Their purpose was as a means to get tenants off the land, on entry they had to give up any land they owned. They offered a lifeline to those who could not support themselves. Once here they would have to work in return for food. Life was harsh and disciplined here to serve as a deterrent and not encourage those who came to stay. The food was of poor quality and just enough to survive, there was not much to do and numerous rules to obey.

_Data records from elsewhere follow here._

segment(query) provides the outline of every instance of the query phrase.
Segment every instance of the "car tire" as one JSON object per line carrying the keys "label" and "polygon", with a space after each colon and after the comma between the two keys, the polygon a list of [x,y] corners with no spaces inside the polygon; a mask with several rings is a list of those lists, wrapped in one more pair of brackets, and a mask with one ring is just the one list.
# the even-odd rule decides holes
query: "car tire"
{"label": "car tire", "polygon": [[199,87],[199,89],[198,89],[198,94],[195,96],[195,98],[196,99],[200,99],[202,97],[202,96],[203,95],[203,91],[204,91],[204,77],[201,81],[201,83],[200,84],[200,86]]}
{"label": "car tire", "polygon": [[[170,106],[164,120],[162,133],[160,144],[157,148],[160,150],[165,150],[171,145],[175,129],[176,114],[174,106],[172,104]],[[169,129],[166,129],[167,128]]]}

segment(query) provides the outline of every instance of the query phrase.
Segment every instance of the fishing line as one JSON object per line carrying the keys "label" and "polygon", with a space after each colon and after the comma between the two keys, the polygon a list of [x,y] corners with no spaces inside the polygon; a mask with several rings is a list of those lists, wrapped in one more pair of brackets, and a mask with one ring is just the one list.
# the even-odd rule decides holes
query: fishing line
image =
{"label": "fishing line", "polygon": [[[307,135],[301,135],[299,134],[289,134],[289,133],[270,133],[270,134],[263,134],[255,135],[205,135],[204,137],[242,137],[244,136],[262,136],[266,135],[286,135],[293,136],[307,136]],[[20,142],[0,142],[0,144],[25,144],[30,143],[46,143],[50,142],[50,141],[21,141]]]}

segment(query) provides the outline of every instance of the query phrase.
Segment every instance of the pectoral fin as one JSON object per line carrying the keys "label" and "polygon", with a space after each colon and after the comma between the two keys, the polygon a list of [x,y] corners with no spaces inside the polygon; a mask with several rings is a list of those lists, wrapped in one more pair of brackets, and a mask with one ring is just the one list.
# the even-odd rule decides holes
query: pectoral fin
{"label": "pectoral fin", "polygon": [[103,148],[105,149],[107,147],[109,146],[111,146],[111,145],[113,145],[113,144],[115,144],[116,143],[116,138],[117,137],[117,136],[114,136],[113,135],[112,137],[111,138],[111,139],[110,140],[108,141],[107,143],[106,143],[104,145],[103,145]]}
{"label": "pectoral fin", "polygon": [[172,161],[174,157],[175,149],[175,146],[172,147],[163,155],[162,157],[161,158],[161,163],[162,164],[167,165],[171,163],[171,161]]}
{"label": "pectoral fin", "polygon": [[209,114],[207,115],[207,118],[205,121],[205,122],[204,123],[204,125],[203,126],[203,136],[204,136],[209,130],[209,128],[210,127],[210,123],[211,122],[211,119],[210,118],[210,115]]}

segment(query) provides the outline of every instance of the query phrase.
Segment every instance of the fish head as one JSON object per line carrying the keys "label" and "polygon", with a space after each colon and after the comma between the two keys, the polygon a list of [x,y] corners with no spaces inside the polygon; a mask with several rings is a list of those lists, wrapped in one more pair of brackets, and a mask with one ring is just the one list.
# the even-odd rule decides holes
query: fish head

The workhouse was a last resort for the destitute from the early 1840's to the early 1920's. They were also referred to as poorhouses and have been described as "the most feared and hated institution ever established in Ireland", during a visit it will became evident why. This workhouse has been sympathetically restored to demonstrate what it was like in an actual workhouse and the conditions that the occupants lived in. Visitors are taken through the workhouse buildings, starting the tour in the only nice room in the house, the Boardroom. Moving onto the waiting hall, this is where those seeking entry to the premises would have stood, entire families had to enter together. Next is the girls schoolroom, where there is a short film on the history and social aspect of the workhouse, how families would have been separated on entry, this was the hardest aspect of the workhouse for many. Visitors are then taken through the girls yard, the women's dormitory block, the matron's quarters, the nursery, the women's workroom and the laundry building. A visit will take about an hour. The experienced guides are entertaining and knowledgeable, portraying the story in a sympathetic way, they are happy to answer any questions visitors might have.
It is not surprising that these institutions were despised by the people and have stayed in the memory of people for generations, it was a social stigma with no one wanting to own up to having had relatives here.
Whilst here vistors also have the opportunity to see on going conservation and restoration work in progress.
The museum is open daily from March to October from 9.30am to 6.00pm.